But the romantic backdrop became the sight of unspeakable death and destruction on Sept. 11, when two hijacked planes on a suicide mission plowed into the Manhattan skyline's undisputed giants, the Twin Towers.
Reports of the first plane colliding into the north tower at 8:45 a.m. sent a wave of people to the nearest lookout points to see the damage. At Hoboken's Pier A park and at Exchange Place in Jersey City, commuters who were about to step onto the PATH trains and ferries to the World Trade Center instead stopped and looked up. Eighteen minutes later, at 9:03 a.m., a second plane hit the south tower. Hundreds more people gathered, and some tried to reach friends and family in the buildings on their cell phones. Others were listening to radio reports of the additional attack on the Pentagon. Flames burst out of both buildings, and thick, dark billows of smoke hovered above.
At 9:50 a.m., the south tower collapsed, sending a quiet rumble across the river and a huge cloud of white smoke over lower Manhattan. Those watching from the New Jersey waterfront screamed, cried, and prayed. The tower's identical twin to the north followed at 10:29 a.m.

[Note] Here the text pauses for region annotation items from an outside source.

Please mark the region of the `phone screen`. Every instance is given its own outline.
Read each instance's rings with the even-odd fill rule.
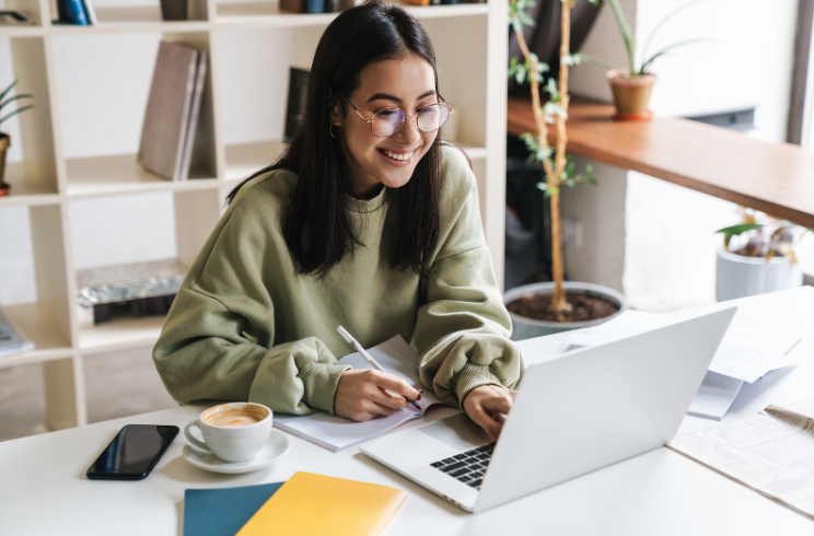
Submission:
[[[128,424],[88,469],[88,478],[139,480],[150,474],[178,434],[178,427]]]

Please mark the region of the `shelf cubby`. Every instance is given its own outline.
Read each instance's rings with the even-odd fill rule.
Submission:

New Jersey was far from a spectator, though.
The Hudson County shoreline transformed into the site of an organized rescue and relief outfit in a New York minute. Jersey City's Office of Emergency Management opened within a half hour of the attacks, and each municipality followed the lead. Soon, the Hudson County OEM coordinated a collaborative operation amongst all the municipalities from the Jersey City OEM on 715 Summit Ave.
The Jersey City Fire Department sent four fire units to New York, and the North Hudson Regional Fire Department provided 20 fire engines and ladders as well.

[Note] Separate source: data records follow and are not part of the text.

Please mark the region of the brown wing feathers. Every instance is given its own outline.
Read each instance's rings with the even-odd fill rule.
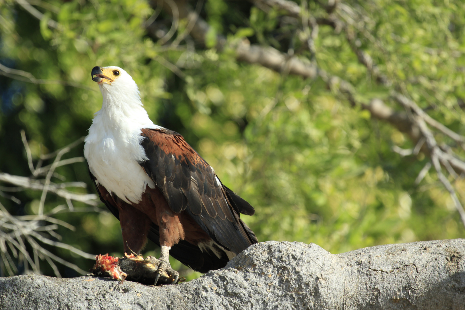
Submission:
[[[219,184],[209,165],[182,136],[167,130],[142,132],[149,160],[140,164],[174,212],[186,210],[215,242],[236,254],[257,242],[239,214],[253,214],[253,208]]]

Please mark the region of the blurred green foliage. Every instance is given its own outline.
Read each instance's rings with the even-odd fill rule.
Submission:
[[[349,2],[355,10],[347,15],[352,21],[346,21],[366,34],[357,44],[419,106],[432,106],[430,115],[464,133],[465,113],[457,102],[465,95],[465,4]],[[321,79],[238,63],[228,49],[219,53],[197,44],[193,50],[184,41],[176,48],[161,46],[144,27],[154,12],[145,0],[34,3],[60,27],[49,28],[46,20],[40,22],[13,0],[0,0],[0,62],[37,79],[79,87],[0,76],[0,171],[30,174],[21,129],[34,160],[41,147],[51,152],[86,135],[101,104],[90,71],[95,66],[118,66],[137,83],[154,122],[184,135],[222,182],[254,206],[256,214],[243,217],[261,241],[313,242],[339,253],[464,237],[453,204],[432,171],[418,186],[414,184],[428,158],[421,152],[402,158],[393,152],[393,145],[414,145],[389,124],[351,106]],[[323,11],[318,1],[308,6],[312,13]],[[230,41],[246,36],[252,43],[284,52],[300,47],[275,10],[265,13],[246,1],[208,0],[201,16]],[[171,27],[163,12],[156,23],[160,29]],[[315,46],[318,65],[352,83],[359,100],[388,98],[388,90],[371,79],[343,32],[320,26]],[[301,55],[312,57],[308,52]],[[167,69],[166,61],[184,74]],[[81,145],[69,156],[82,154]],[[67,181],[86,182],[95,192],[85,163],[57,171]],[[460,195],[465,192],[462,179],[454,184]],[[13,215],[34,214],[40,194],[19,193],[20,205],[1,197],[0,201]],[[46,210],[60,203],[51,196]],[[75,231],[60,229],[62,242],[89,253],[122,254],[119,223],[110,214],[57,216],[76,227]],[[146,254],[154,254],[154,248],[149,244]],[[84,270],[92,264],[64,250],[50,251]],[[75,275],[60,267],[65,276]],[[43,269],[52,274],[46,264]]]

Eventually, the state OEM took over and managed relief efforts so that 300 ambulances at Hudson's piers could rush seriously injured parties to nearby hospitals.
For the people fleeing from the chaos in lower Manhattan, Hudson County became a safe haven. Ferries, cruise ships, and police boats shuttled approximately 160,000 people to this side of the river, where triages provided immediate medical attention in Weehawken, Hoboken, and Jersey City.
Covered in soot, commuters, tourists, and residents fleeing lower Manhattan stepped aboard the boats onto the banks of New Jersey. Hudson County residents and emergency services workers welcomed the fear-stricken survivors with water and blankets. Realizing that many of the refugees needed temporary housing, county officials converted four high schools into shelters for the night in Weehawken, Jersey City, and Bayonne.
Liberty State Park, the 1,200 acre plot of land in Jersey City that sits directly across from lower Manhattan, harbored many New York refugees, of which approximately 500 were in need of medical attention. Dozens of those were firefighters and police officers.
As the day passed and reports of casualties emerged from the clouds of smoke, the county began mourning.
Young commuters who had recently moved to Hoboken to start World Trade Center jobs were gone. A woodworker from Weehawken who was on his second day of a job on the 105th floor was gone. A civilian fire dispatcher from Jersey City was gone. An estimated 800 of the 3,000 people killed in the attacks on Sept. 11 were New Jersey residents.
A mix of solace and patriotism marked the following weeks as people attended outdoor vigils throughout the county with candles in one hand and American flags in the other. Once again, Liberty State Park became the a focal point when Acting Gov. Donald T. DiFrancesco joined hands with Christopher Reeve, Ray Charles, and a host of rescue workers at a state-sponsored event that paid tribute to the New Jersey residents who had died in the attacks.
Under the direction of DiFrancesco, the park also served as a resource for families of the deceased who are in need of financial assistance, emotional support, and legal counseling. The Family Assistance Center will remain open until mid-January, officials said, with a possibility of remaining open for some time thereafter. For more information on the assistance center, people can call (866) NJCRISIS.
As the United States continues its search for justice in the caves of Afghanistan, Hudson County residents can not help but be reminded of that fateful day they looked across the river and saw destruction. The skyline still exhibits its industrious posture by day and majestic glow by night. But the absence of the towers, whose symmetry and height caught the eye before, now stands out most of all.